Water damage is a multifaceted event that affects your home in a variety of ways. Because very few parts of a typical house are waterproof, exposure to water is never a positive event. The wide range of potential negative consequences of water damage require rapid response and recovery techniques performed by qualified professionals to restore your home to a safe and healthy environment. Here are some of the major ways water can damage your home and disrupt your daily life:

Structural damage. Many parts of a home’s construction are vulnerable to the effects of water.

  • Two of the most common structural elements—drywall and wood—are compromised when exposed to it.
  • Drywall that forms walls and ceilings rapidly absorbs water and may be dried in place if there is no obvious change in shape and seams are intact.  However, drywall affected by ‘dirty’ water will need to be replaced. 
  • Wood structure in the attic, crawl space, and inside walls can warp, rot and decompose due to long term or repeated exposure to water.
  • Bricks and other masonry are at risk as submersion in standing water can erode mortar that holds individual pieces together.

Electrical damage. No components of your home’s electrical system are made to resist water exposure. Electrical wiring, outlets, junction boxes, and circuit breaker panels are all very vulnerable to water exposure. If these components become wet, dangers relating to the initial moisture—as well as the corrosion that follows—typically mean that affected components must be inspected and possibly replaced.  

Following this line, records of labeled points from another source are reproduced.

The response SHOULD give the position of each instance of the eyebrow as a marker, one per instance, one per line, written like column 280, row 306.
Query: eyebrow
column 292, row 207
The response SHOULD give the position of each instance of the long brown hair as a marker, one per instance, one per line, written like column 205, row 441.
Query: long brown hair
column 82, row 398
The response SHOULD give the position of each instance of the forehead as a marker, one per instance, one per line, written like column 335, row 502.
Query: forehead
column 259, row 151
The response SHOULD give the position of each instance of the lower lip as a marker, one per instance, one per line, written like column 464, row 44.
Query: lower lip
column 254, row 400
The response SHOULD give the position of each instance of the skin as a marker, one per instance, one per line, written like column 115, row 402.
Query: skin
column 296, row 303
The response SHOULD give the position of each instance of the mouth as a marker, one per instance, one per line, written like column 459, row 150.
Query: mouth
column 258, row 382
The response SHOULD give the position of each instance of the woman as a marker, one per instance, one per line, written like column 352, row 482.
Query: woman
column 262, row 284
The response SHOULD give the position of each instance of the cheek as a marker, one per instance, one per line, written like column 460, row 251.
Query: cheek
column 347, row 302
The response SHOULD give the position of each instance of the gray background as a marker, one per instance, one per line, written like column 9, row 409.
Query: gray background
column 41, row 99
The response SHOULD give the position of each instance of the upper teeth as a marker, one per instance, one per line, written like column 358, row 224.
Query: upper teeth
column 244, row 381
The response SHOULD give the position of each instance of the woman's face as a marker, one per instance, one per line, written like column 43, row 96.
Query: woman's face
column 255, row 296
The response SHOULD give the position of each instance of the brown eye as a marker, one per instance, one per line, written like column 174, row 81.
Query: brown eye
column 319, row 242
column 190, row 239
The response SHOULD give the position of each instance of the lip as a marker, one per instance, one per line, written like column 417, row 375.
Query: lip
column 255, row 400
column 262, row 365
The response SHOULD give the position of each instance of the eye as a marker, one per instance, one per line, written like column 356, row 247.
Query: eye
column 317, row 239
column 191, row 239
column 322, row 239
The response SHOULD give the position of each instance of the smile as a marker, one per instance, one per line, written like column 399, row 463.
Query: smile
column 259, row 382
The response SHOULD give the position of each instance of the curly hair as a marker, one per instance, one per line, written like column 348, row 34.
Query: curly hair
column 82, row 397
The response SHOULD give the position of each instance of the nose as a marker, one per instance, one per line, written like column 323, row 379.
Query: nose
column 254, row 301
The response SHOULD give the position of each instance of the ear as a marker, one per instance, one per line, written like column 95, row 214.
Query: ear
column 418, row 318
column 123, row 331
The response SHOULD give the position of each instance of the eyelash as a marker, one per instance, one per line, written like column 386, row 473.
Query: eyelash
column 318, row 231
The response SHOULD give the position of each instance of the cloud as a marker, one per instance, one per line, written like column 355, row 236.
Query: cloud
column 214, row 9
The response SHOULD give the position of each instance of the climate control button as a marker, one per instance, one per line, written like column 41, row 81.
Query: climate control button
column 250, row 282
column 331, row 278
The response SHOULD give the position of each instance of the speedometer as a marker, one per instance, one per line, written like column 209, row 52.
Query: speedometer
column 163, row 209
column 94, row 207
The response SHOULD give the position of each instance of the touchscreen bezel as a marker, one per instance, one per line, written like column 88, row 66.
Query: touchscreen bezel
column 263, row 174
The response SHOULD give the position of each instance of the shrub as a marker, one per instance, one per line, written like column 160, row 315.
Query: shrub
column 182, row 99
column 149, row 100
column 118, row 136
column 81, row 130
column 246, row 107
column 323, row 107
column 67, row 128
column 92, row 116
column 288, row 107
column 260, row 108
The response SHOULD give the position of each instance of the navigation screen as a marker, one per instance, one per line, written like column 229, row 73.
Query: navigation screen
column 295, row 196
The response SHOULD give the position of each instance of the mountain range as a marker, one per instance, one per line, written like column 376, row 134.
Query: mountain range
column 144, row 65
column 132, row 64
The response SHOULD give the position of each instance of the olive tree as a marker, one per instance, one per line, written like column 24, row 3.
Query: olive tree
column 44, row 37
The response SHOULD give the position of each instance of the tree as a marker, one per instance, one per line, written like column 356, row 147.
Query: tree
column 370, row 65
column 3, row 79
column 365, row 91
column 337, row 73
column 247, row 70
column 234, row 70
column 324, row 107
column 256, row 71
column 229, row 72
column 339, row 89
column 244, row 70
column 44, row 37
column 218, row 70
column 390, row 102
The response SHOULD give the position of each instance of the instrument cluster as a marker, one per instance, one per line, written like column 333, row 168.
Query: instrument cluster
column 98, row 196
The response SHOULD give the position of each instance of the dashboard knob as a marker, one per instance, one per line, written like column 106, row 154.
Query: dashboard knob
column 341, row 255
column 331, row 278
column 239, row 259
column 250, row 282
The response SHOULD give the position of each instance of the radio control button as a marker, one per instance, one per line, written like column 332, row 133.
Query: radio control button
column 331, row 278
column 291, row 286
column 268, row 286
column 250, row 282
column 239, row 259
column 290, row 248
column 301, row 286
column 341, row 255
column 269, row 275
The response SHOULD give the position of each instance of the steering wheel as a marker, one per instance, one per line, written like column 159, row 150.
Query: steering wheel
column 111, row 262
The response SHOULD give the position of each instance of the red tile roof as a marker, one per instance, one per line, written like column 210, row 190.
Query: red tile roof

Insulation issues. Both fiberglass and cellulose loose-fill insulation lose insulating capacity when wet. Fiberglass batts may be removed from the house, dried, and then reinstalled. Cellulose insulation that has become wet is considered ruined and must be replaced.

HVAC systems. Water entering the HVAC system triggers mold growth, deteriorates duct material, and causes air leaks. If water contacts critical furnace components such as burners and the heat exchanger, these costly parts are no longer safe and will require replacement. If the AC compressor in the outdoor unit is submerged by flooding, the compressor and other associated electrical components will also need to be replaced.

Flooring. Solid hardwood flooring will absorb water, causing dimensional changes such as swelling and buckling. Engineered flooring made of layers of wood glued together may permanently deteriorate when saturated, requiring replacement.  Standing water seeping beneath the flooring such as tile and other materials may soak the wooden subfloor beneath, requiring removal of flooring material to dry the subfloor.